BORIS KAGARLITSKY ON EASTERN EUROPE: 'The reality of capitalism is inequality'

October 4, 2000
Issue 

PRAGUE — This city was deliberately chosen as the venue for the annual meetings of the International Monetary Fund and World Bank to showcase what IMF managing director Horst Kohler triumphantly called "the new Prague", the jewel of a capitalist Eastern Europe. For the demonstrators outside, however, this city and the whole region provide a stark example of the failure of the market policies of the IMF and World Bank to provide security, equality or prosperity to the majority of people. Picture

91×ÔÅÄÂÛ̳ Weekly's SARAH PEART spoke to BORIS KAGARLITSKY, the renowned Russian socialist analyst and activist, during the INPEG counter-summit here, September 22-24, about the role of Eastern Europe in the global economy and the significance of S26 demonstrations. Below are his abridged comments.

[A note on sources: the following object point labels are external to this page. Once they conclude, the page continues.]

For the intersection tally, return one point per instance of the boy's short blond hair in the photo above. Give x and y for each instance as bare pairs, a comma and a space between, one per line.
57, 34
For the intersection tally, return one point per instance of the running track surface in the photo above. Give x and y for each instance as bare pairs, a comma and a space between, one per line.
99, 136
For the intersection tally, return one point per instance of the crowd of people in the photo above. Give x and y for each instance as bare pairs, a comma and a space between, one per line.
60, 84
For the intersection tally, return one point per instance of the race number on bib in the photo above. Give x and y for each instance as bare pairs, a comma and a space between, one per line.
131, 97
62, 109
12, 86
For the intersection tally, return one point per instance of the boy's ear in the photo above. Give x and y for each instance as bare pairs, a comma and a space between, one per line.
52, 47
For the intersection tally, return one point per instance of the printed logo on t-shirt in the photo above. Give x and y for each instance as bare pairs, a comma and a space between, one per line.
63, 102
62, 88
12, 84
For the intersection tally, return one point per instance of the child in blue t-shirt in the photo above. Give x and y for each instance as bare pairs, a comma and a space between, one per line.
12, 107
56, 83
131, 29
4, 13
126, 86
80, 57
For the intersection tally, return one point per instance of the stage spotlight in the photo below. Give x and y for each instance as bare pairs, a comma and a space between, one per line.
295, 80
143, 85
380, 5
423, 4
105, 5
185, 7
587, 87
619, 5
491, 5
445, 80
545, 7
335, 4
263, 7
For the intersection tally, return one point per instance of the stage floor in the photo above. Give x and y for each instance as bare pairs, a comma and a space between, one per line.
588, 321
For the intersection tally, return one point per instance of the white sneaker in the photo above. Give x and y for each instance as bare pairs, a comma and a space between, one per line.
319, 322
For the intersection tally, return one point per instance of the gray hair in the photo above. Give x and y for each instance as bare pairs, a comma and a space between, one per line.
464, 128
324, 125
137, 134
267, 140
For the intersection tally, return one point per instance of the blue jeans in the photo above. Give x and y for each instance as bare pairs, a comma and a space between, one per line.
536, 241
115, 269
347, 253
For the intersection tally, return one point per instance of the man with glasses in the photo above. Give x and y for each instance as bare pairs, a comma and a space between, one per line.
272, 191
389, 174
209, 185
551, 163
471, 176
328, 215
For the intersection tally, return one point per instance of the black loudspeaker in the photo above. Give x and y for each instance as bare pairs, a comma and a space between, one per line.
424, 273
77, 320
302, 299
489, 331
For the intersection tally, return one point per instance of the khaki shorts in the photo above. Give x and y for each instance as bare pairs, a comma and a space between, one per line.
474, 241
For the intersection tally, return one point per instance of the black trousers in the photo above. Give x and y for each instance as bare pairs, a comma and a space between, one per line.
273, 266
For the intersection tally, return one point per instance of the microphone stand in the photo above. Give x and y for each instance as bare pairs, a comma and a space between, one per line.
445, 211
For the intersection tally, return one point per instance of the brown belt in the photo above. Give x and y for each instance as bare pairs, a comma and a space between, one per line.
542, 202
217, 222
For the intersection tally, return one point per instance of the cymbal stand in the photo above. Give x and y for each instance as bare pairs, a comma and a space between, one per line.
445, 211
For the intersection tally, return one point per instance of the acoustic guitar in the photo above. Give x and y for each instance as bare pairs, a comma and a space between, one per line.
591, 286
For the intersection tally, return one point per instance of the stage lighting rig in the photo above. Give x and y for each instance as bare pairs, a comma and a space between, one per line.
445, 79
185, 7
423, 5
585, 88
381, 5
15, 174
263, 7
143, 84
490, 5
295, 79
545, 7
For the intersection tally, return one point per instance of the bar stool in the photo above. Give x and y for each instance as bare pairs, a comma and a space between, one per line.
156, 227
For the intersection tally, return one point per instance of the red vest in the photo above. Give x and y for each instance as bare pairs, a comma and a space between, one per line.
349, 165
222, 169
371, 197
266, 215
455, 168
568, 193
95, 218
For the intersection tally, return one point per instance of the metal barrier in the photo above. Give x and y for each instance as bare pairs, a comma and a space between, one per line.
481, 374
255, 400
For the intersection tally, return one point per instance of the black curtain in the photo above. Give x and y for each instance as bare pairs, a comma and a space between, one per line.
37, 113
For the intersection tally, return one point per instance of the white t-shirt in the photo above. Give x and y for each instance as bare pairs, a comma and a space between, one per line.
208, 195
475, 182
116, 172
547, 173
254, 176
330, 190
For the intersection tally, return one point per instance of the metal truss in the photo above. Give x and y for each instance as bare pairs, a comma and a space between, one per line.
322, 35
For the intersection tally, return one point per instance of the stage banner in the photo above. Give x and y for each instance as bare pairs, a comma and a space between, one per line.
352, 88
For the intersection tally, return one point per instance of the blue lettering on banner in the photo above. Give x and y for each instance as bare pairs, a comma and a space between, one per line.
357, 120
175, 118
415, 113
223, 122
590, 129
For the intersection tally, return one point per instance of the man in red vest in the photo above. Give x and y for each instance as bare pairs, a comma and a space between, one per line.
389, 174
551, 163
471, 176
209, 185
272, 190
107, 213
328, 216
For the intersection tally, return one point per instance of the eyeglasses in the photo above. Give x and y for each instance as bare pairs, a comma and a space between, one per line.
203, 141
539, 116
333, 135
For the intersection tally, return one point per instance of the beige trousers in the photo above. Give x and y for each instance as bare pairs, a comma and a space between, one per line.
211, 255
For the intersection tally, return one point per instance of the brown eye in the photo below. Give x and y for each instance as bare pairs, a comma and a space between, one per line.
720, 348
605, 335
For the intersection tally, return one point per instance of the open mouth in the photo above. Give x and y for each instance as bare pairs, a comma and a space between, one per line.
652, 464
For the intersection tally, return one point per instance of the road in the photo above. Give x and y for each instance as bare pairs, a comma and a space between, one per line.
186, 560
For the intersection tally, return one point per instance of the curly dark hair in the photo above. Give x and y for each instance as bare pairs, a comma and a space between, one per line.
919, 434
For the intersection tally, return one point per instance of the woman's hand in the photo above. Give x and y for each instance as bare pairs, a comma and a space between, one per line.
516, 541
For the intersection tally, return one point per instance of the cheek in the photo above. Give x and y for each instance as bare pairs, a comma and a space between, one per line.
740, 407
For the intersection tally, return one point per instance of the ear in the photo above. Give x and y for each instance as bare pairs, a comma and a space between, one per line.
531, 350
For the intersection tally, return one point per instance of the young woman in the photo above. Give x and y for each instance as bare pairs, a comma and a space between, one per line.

Economic reforms started in the Soviet Union around 15 years ago. The Soviet Union was falling behind the West. The level of consumption was less and there was a widening technological gap. Living standards were getting worse and the economy was very slow. These were the main economic complaints.

There were also complaints about the lack of democracy, which was for me the most basic reason to oppose the system. The capitalist media in the West and the mainstream pro-reform communist media in the East insisted that the economic system had failed. That was why they insisted that not just democracy be introduced, but capitalism too.

The people wanted democracy, but they also wanted more goods and services. But people couldn't go into the streets and demand "I want a new refrigerator", so they demanded more democracy and went along with the economic change.

However, capitalism does not automatically lead to increased consumption. I'm not saying that to defend consumerism, but there are some justifiable consumer demands. It is not good when people don't have the consumer goods they need. There is nothing morally wrong with calling for more consumption especially if it is equally distributed among the population.

But the reality of free trade capitalism in Eastern Europe has not been an even increase in consumption, but a lot of consumption for a few with much less for everyone else. Capitalism is not just about consumption, it is about inequality and in that sense capitalism is anti-consumerist.

So the hidden agenda of the West and the pro-capitalist elements in the East was to bring in capitalism behind a consumerist facade. Russia was the most typical case — the old leaders that taught us about Marxism and Leninism suddenly started teaching us about neo-liberalism.

Do you know what happened to the last generation of Communist Youth League (Komsomol) leaders? They all became bankers.

It was very clear that the same Soviet elite that led the system into crisis was also the strongest driving force for the reintroduction of capitalism. The Soviet case is the key case because if this shift had not happened there, there could not have been similar shifts in the other Eastern European countries.

In the period of the late 1980s, the Soviet leaders were not interested in suppressing the Eastern European movements calling for democracy. They allowed them to go forward because they needed these movements for their own purposes.

This does not mean we were wrong to call for democracy 10 years ago — we were absolutely right to do this. The bad guys used us and that is part of history. Sometimes our victories can turn into defeats.

But look at the system 10 years later. The so-called transformation period has increased the technological gap with the West, the income gap has increased and the consumer paradise never developed in Eastern Europe.

This leaves us with the question: if the failures of the former system were bad enough to wreck the system then, why is the new system not falling apart now?

The answer is that nowadays we are part of a big, brutal, global capitalist system. We are not a separate part of the world competing with the West, as it was in the 1960 and 1970s. The periphery must be poorer than the centre. The centre is rich because the periphery is poor. That's how the system works.

It is very important that the people in Eastern Europe avoid nationalist temptations. The problem is not that we are exploited as the people of Eastern Europe. The problem is that we are exploited as part of the periphery and therefore we have the same fate and role in the world as Latin America, Africa and Asia. We have to call for stronger solidarity with the countries of the South.

When the people in Eastern Europe realise that they are not getting from capitalism what they expected, they can get angry and nostalgic for the "communist" past. But we have to face reality. The transition is over and the societies we live in are a very specific part of the Third World. Unless we break the rules of the capitalist system, there is no way out for the people of the periphery and no way out for the people in the West either.

The traditional socialist project of eliminating private ownership and breaking the control of the market over the economy is still crucial. We need to build a broad front for change and we cannot just agree on what we don't want. We need an agreement on the general direction for change.

After 10 years of defeats and retreat in Eastern Europe and Russia, we are now beginning to start an offensive. I have waited 10 years of my life in Russia and S26 could be a turning point. We need to keep fighting, organising, recruiting and thinking. And we must learn too and this has to happen through action and participation.